I’d like to propose a session on getting the most out of text-mining historical documents through visualizations. There has been a lot of attention recently lavished (rightfully, for the most part) on Google’s n-gram tool and the recent Science article. And text-mining has been gaining a lot of attention from humanists, particularly as easily adopted new tools and programs become available.
I’m working on two big projects that try to extract meaningful patterns from large collections (newspapers in one, transcribed manuscripts in another) and then make sense of those patterns through visualizations. Most of this happens in the form of mapping (geography and time being the two most common threads in these sources), but also in other forms of graphing and visualizations (word clouds, for instance).
A major challenge, it seems to me, is that there is not a widely understood common vocabulary for how to visualize large-scale language patterns. How, for example, do you visualize the most commonly used words in a particular historical newspaper as they spread out across both time and space simultaneously?

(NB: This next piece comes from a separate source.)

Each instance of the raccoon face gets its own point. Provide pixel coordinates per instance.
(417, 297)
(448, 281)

We’ve been experimenting with that in our projects, but I’d like to hash this issue out with folks working on similar (or not so similar!) problems.
#1 by Tess on April 14, 2011 - 4:14 pm
I’m really interested in the variety of applications for this technique. Laura Mandell showed this type of visualization with tracking relationships through Southey’s correspondence at TILTS in February.

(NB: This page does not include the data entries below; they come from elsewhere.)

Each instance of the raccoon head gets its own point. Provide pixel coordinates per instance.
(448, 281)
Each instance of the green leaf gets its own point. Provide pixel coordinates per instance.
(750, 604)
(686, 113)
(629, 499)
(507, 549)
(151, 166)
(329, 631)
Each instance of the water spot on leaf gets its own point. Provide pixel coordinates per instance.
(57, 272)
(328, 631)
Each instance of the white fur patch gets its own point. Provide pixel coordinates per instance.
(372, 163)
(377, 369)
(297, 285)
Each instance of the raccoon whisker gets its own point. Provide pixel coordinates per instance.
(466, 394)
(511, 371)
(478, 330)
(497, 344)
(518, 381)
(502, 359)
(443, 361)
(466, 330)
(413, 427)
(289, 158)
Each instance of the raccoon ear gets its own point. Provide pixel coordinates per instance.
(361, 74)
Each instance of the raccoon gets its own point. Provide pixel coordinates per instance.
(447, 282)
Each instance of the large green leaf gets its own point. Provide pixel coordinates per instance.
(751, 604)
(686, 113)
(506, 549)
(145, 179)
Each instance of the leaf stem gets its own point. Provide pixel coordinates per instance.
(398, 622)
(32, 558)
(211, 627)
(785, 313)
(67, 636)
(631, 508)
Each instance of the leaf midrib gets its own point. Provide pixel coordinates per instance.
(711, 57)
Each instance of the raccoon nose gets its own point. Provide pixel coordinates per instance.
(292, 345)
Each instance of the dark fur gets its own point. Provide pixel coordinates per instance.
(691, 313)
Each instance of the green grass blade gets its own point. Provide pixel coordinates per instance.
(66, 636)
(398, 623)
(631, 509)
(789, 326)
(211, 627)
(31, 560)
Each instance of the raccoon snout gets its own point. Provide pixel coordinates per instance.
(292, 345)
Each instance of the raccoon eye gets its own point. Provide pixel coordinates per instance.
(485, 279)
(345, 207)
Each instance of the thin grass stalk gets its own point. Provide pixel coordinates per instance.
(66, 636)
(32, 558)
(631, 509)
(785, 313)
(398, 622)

dhhub.org/demos/voyeur/ I’m interested in applying this to periodicals, as mentioned above.
#2 by Natalie Houston on April 12, 2011 - 8:12 pm
I’d be really interested in this session. One of the challenges I’ve found is that many people in text-focused disciplines feel put off by traditional graphs (i.e., “we’re in English, don’t show me charts”). As you suggest, it might be best thought of as a visual vocabulary problem.
#3 by sethgrimes on April 7, 2011 - 5:54 pm
Check out the slides from a class I presented last year on text mining & visualization: www.slideshare.net/SethGrimes/text-mining-and-visualization-4937750 .
Seth, twitter.com/sethgrimes
#4 by Laurel Stvan on March 30, 2011 - 3:40 am
I’m intrigued by this, too. With lots of data or just diachronic data, using only tables of word frequencies or changes in collocations may not be as effective as showing commonalities via different colors and weights in word clouds, for instance. What other visualization methods can show patterns across several axes?